Federation of Trade Unions lawmaker Alice Mak has refused to comment on reports that she swore at Chief Executive Carrie Lam during a closed-door meeting on Saturday, when Lam reportedly told pro-government lawmakers of the plan to suspend the extradition bill announced that afternoon.
According to local newspaper Sing Tao Daily, Mak angrily told Lam in a profanity-laced speech that her colleagues had been verbally abused every day when they tried to persuade the public to support the bill, only to find out that the government would suspend the bill abruptly.
The paper quoted sources as saying Lam was shocked and at first tried to defend herself, but later broke down in tears. Mak then told her: “What’s the use of crying now?

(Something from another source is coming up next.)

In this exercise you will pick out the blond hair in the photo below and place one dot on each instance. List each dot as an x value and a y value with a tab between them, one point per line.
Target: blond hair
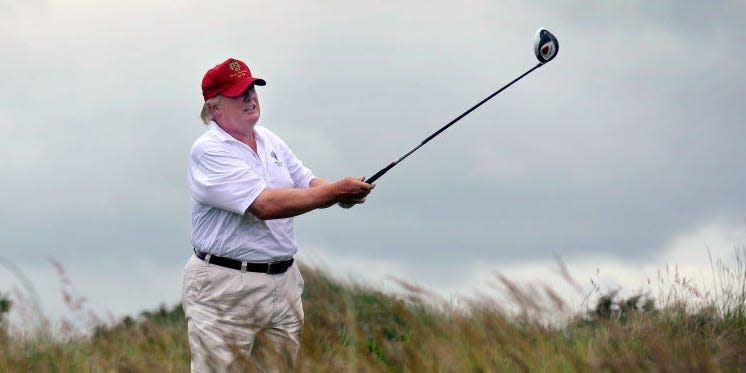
206	114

You know how to cry, I also know how to cry,” and she started crying too.
When asked on Wednesday about the reports, Mak told reporters that she could not divulge any details of the meeting.
She said what the Chief Executive should now do is to mend the rift in society caused by the bill.
Mak also said Lam's apology to the public on Tuesday was the right move.
Separately, pro-establishment groups continued to accuse the United States of interference.
Dozens of people staged a protest on Wednesday outside the US Consulate, denouncing US politicians who had spoken out against the bill. The protesters from three civic groups accused Washington of spreading false claims.